The interest rate from next policy, due on October 4, will be decided by a six-member monetary policy committee (MPC) instead of the central bank governor.
"In the absence of effective and reliable links between the policy instruments controlled by the RBI and aggregate demand in the Indian economy the public may lack confidence that the RBI is able to deliver on its announced inflation target, making the target more difficult (and costly) to achieve," said the IMF working paper - 'Monetary Transmission in Developing Countries: Evidence from India'.
It said that careful studies of the effectiveness of monetary transmission in low-income countries have often found monetary policy effects that are counterintuitive, weak, and/or unreliable. "On the other hand, the small size of the formal financial sector in India would tend to undermine the effects on bank lending rates on aggregate demand," said the paper authored by Prachi Mishra, Peter Montiel and Rajeswari Sengupta.
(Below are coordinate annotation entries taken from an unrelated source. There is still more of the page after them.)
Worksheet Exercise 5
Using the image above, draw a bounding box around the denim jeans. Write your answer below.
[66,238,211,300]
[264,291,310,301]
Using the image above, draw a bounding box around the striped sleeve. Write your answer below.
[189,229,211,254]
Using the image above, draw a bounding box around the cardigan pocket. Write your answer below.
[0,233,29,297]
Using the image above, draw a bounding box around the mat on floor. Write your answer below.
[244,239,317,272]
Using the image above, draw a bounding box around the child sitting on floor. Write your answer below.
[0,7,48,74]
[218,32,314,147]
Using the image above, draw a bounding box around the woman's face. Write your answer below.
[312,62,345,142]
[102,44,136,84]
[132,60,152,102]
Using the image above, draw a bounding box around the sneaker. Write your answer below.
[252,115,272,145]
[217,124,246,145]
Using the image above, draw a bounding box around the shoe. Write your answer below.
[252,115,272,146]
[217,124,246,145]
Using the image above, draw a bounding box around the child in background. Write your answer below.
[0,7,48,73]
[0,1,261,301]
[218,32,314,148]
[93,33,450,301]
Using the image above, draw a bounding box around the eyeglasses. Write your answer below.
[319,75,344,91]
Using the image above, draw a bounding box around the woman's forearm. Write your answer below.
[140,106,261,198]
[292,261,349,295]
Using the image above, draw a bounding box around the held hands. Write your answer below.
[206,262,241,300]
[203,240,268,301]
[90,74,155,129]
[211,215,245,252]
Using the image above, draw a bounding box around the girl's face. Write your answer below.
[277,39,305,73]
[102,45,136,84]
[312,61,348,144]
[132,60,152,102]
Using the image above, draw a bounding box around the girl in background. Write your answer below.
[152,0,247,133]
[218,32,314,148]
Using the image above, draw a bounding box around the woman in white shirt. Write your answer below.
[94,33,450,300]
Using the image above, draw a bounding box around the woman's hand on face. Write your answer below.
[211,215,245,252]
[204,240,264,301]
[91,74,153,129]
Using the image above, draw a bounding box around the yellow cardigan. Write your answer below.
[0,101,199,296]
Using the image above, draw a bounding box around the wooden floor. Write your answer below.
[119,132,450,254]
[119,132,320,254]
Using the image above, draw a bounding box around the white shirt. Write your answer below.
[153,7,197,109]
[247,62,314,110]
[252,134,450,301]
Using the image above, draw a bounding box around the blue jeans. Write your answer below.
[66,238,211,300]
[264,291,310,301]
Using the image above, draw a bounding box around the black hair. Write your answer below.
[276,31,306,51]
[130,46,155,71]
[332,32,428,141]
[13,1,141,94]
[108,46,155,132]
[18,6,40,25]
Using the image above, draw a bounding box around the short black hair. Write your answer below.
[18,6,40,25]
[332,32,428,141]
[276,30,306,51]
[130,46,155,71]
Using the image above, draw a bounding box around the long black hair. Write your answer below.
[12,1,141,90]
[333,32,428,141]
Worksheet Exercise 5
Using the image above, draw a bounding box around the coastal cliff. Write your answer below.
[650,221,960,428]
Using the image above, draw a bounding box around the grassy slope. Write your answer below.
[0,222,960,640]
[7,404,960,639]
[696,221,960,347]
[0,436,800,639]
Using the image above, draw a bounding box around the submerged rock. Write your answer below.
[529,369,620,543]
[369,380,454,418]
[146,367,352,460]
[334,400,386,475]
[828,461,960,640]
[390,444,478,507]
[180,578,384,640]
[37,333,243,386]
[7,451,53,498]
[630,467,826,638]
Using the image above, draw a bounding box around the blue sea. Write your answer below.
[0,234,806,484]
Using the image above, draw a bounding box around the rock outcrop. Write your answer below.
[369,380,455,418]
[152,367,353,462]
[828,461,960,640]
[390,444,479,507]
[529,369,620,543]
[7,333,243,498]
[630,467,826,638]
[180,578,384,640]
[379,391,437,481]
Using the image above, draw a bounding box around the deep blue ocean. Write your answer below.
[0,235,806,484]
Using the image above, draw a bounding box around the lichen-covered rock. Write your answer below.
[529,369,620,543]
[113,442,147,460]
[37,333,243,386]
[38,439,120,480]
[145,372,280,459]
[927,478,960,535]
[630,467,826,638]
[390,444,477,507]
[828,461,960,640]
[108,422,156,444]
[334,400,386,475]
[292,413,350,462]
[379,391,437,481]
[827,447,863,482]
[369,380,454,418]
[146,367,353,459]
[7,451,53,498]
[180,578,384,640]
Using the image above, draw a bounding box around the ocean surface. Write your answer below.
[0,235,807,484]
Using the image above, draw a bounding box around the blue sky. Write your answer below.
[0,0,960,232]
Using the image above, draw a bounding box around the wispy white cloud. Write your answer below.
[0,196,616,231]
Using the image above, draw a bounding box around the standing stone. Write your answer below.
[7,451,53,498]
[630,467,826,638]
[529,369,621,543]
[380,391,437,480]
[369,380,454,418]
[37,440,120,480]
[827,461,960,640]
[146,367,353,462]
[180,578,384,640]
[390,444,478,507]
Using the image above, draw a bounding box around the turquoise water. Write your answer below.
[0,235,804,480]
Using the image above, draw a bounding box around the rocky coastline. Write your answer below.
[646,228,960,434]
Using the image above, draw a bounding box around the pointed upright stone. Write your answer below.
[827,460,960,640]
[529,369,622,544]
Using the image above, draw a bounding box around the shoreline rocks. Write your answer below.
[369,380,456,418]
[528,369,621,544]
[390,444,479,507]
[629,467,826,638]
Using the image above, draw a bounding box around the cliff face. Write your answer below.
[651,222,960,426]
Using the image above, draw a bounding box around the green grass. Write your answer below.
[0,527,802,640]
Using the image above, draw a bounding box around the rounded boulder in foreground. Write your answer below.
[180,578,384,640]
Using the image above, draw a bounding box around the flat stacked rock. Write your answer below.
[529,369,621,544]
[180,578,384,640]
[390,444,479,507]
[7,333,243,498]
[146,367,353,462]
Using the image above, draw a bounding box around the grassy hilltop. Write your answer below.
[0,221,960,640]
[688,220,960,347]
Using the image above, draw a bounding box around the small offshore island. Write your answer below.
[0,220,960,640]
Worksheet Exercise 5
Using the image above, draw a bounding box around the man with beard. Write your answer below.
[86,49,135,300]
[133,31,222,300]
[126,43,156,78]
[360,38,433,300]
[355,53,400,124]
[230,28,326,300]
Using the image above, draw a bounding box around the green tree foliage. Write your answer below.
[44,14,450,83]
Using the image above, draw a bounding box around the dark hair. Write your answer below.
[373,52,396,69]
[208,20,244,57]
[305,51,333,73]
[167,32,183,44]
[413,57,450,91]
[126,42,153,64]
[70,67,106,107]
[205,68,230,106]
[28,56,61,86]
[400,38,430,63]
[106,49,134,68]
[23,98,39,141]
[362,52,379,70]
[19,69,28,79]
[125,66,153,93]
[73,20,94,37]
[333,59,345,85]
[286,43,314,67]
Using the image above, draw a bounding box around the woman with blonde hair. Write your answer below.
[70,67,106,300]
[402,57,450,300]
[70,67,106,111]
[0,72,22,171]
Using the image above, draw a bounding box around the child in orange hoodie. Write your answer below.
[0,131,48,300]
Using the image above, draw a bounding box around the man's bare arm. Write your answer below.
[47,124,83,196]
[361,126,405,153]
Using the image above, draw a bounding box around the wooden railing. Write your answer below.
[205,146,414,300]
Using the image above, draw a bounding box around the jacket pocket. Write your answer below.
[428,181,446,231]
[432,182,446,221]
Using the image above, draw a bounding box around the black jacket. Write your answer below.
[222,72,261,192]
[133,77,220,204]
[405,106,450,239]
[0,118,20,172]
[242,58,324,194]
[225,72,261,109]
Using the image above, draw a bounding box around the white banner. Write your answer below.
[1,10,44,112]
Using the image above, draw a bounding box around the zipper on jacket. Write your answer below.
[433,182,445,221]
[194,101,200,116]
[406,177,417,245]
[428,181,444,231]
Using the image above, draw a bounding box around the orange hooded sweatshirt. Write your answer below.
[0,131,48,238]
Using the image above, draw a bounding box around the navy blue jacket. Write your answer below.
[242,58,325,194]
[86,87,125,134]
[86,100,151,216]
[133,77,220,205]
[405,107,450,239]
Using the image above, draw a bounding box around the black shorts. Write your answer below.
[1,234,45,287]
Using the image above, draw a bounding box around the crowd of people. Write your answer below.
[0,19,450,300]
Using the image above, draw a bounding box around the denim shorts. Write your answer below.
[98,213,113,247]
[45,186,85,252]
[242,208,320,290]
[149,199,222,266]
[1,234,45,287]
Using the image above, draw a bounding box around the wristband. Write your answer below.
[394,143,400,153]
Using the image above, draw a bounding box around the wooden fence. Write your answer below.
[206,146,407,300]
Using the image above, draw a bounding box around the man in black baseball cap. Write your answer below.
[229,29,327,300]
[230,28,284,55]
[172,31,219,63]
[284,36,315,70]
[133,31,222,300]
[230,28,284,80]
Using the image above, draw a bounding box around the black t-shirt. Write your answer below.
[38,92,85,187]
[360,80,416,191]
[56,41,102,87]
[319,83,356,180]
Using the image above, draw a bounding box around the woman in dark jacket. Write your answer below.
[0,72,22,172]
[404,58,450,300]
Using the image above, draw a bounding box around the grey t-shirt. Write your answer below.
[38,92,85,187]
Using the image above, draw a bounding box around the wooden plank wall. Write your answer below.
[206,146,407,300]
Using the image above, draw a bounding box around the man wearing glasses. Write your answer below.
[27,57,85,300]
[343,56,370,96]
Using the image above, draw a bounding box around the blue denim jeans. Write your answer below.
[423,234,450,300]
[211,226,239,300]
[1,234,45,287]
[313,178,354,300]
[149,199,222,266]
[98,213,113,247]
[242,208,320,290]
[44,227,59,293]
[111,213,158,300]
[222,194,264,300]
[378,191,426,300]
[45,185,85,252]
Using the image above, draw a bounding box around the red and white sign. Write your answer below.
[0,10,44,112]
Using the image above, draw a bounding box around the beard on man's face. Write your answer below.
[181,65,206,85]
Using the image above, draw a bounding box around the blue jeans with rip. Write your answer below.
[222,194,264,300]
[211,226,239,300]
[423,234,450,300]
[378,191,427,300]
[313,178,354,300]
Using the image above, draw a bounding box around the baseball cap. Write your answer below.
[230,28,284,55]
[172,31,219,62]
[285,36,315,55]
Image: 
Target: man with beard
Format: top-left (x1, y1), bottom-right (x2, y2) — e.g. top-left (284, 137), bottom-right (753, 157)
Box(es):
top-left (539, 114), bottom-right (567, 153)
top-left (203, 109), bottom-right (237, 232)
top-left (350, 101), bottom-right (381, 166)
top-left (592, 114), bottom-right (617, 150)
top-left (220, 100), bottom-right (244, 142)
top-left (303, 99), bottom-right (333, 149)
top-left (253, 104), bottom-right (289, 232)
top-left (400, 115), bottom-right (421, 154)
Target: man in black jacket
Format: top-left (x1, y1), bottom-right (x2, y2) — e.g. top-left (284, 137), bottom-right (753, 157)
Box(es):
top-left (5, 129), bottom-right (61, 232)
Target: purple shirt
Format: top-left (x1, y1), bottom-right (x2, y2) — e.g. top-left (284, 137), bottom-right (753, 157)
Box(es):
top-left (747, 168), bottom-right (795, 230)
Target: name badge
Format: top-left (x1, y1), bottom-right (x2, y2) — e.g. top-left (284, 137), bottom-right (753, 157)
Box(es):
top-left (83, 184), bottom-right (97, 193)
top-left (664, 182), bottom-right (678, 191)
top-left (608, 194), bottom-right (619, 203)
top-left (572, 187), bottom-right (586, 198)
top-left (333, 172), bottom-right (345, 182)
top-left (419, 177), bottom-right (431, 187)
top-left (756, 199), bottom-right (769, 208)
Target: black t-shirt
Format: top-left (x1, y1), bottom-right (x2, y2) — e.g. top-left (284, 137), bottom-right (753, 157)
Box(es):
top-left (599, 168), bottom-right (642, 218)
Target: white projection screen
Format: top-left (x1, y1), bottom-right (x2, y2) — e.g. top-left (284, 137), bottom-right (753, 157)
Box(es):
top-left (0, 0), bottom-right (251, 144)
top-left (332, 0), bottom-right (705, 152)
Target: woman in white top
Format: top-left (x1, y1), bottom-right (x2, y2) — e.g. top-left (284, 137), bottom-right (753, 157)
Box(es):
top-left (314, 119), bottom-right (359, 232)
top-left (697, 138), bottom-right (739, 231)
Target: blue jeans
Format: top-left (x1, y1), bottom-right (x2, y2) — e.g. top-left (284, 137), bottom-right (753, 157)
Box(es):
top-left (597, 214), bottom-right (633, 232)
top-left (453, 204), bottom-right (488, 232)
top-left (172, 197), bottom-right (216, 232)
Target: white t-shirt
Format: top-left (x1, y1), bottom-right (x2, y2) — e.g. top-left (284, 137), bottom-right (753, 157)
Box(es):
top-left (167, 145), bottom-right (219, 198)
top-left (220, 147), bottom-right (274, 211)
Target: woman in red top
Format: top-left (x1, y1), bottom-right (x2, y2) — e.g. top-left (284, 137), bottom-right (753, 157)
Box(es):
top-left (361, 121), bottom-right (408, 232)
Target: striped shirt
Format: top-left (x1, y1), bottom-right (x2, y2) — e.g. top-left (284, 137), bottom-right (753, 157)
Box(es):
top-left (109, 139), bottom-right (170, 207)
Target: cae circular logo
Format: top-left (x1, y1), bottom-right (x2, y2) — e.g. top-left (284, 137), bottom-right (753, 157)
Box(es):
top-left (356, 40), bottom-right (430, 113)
According to the paper, in case of India, the response of the exchange rate to monetary policy shocks is in the right direction but the magnitude is very small. "The implication is that any effects of monetary policy on aggregate demand in India are more likely to operate through the trade balance than through interest-sensitive components of aggregate of aggregate demand, but any such effects are likely to be weak," it said.
The paper noted that there is no reason to expect that mechanisms of monetary transmission in low-income countries would be similar to those that have been found to operate in high-income ones.